3. Objetivo da resenha


     O objetivo da resenha é divulgar objetos de consumo cultural - livros,filmes peças de teatro, etc. Por isso a resenha é um texto de caráter efêmero, pois "envelhece" rapidamente, muito mais que outros textos de natureza opinativa.


4. Veiculação da resenha


     A resenha é, em geral, veiculada por jornais e revistas.


5. Extensão da resenha


     A extensão do texto-resenha depende do espaço que o veículo reserva para esse tipo de texto. Observe-se que, em geral, não se trata de um texto longo, "um resumão" como normalmente feito nos cursos superiores ... Para melhor compreender este item, basta ler resenhas veiculadas por boas revistas.


6. O que deve constar numa resenha


Devem constar:

  • O título
  • A referência bibliográfica da obra
  • Alguns dados bibliográficos do autor da obra resenhada
  • O resumo, ou síntese do conteúdo
  • A avaliação crítica

 

7. O título da resenha


     O texto-resenha, como todo texto, tem título, e pode ter subtítulo, conforme os exemplos, a seguir:

Título da resenha: Astro e vilão
Subtítulo: Perfil com toda a loucura de Michael Jackson
Livro: Michael Jackson: uma Bibliografia não Autorizada (Christopher Andersen) - Veja, 4 de outubro, 1995

Título da resenha: Com os olhos abertos
Livro: Ensaio sobre a Cegueira (José Saramago) - Veja, 25 de outubro, 1995

Título da resenha: Estadista de mitra
Livro: João Paulo II - Bibliografia (Tad Szulc) - Veja, 13 de março, 1996

 

8. A referência bibliográfica do objeto resenhado


     Constam da referência bibliográfica:

  • Nome do autor
  • Título da obra
  • Nome da editora
  • Data da publicação
  • Lugar da publicação
  • Número de páginas
  • Preço

Obs.: às vezes não consta o lugar da publicação, o número de páginas e/ou o preço.

Os dados da referência bibliográfica podem constar destacados do texto, num "box" ou caixa.

Exemplo: Ensaio sobre a cegueira, o novo livro do escritor português José Saramago (Companhia das Letras; 310 páginas; 20 reais), é um romance metafórico (...) (Veja, 25 de outubro, 1995).


9. O resumo do objeto resenhado


     O resumo que consta numa resenha apresenta os pontos essenciais do texto e seu plano geral.

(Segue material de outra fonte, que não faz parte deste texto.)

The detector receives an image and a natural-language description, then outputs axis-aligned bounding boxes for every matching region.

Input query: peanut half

     Pode-se resumir agrupando num ou vários blocos os fatos ou idéias do objeto resenhado.

     Veja exemplo do resumo feito de "Língua e liberdade: uma nova concepção da língua materna e seu ensino" (Celso Luft), na resenha intitulada "Um gramático contra a gramática", escrita por Gilberto Scarton.


 


     "Nos 6 pequenos capítulos que integram a obra, o gramático bate, intencionalmente, sempre na mesma tecla - uma variação sobre o mesmo tema: a maneira tradicional e errada de ensinar a língua materna, as noções falsas de língua e gramática, a obsessão gramaticalista, a inutilidade do ensino da teoria gramatical, a visão distorcida de que se ensinar a língua é se ensinar a escrever certo, o esquecimento a que se relega a prática lingüística, a postura prescritiva, purista e alienada - tão comum nas "aulas de português".

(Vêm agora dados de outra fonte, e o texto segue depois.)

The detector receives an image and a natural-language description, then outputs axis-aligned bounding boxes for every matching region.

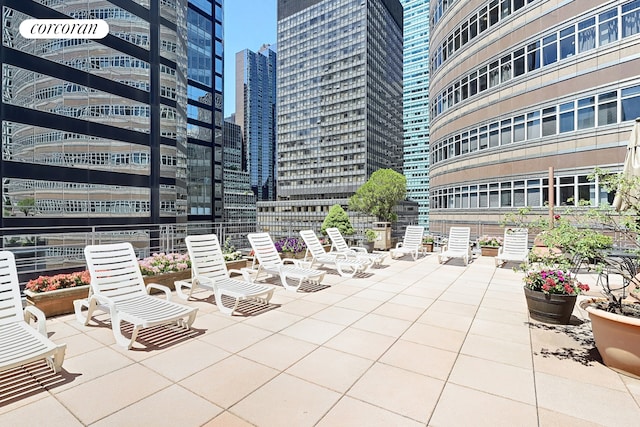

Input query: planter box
[143,268,191,293]
[480,246,499,256]
[24,285,89,317]
[523,286,577,325]
[580,299,640,378]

     O velho pesquisador apaixonado pelos problemas de língua, teórico de espírito lúcido e de larga formação lingüística e professor de longa experiência leva o leitor a discernir com rigor gramática e comunicação: gramática natural e gramática artificial; gramática tradicional e lingüística;o relativismo e o absolutismo gramatical; o saber dos falantes e o saber dos gramáticos, dos lingüistas, dos professores; o ensino útil, do ensino inútil; o essencial, do irrelevante".




 



     Pode-se também resumir de acordo com a ordem dos fatos, das partes e dos capítulos.

     Veja o exemplo da resenha "Receitas para manter o coração em forma" (Zero Hora, 26 de agosto, 1996), sobre o livro "Cozinha do Coração Saudável", produzido pela LDA Editora, com o apoio da Beal.


 

Receitas para manter o coração em forma



     "Na apresentação, textos curtos definem os diferentes tipos de gordura e suas formas de atuação no organismo. Na introdução os médicos explicam numa linguagem perfeitamente compreensível o que é preciso fazer (e evitar) para manter o coração saudável.

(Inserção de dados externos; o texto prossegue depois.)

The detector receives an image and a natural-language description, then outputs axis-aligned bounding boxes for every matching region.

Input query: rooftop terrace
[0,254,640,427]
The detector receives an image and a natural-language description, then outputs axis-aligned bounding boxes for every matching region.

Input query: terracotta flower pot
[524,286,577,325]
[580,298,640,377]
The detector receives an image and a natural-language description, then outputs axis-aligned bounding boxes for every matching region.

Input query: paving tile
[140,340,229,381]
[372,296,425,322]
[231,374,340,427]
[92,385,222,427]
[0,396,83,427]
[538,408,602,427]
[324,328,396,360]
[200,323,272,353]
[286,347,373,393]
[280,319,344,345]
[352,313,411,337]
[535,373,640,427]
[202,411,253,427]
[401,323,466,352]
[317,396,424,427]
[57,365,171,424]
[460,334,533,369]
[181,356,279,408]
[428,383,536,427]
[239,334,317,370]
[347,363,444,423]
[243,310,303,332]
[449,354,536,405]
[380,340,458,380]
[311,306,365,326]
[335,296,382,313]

     As receitas de Cozinha do Coração Saudável vêm distribuídas em desjejum e lanches, entradas, saladas e sopas; pratos principais; acompanhamentos; molhos e sobremesas. Bolinhos de aveia e passas, empadinhas de queijo, torta de ricota, suflê de queijo, salpicão de frango, sopa fria de cenoura e laranja, risoto com açafrão, bolo de batata, alcatra ao molho frio, purê de mandioquinha, torta fria de frango, crepe de laranja e pêras ao vinho tinto são algumas das iguarias".




 




10. Como se inicia uma resenha


     Pode-se começar uma resenha citando-se imediatamente a obra a ser resenhada. Veja os exemplos:


 


     "Língua e liberdade: por uma nova concepção da língua materna e seu ensino" (L&PM, 1995, 112 páginas), do gramático Celso Pedro Luft, traz um conjunto de idéias que subvertem a ordem estabelecida no ensino da língua materna, por combater, veementemente, o ensino da gramática em sala de aula.




 



     Mais um exemplo:


 


     "Michael Jackson: uma Bibliografia Não Autorizada (Record: tradução de Alves Calado; 540 páginas, 29,90 reais), que chega às livrarias nesta semana, é o melhor perfil de astro mais popular do mundo". (Veja, 4 de outubro, 1995).




 



     Outra maneira bastante freqüente de iniciar uma resenha é escrever um ou dois parágrafos relacionados com o conteúdo da obra.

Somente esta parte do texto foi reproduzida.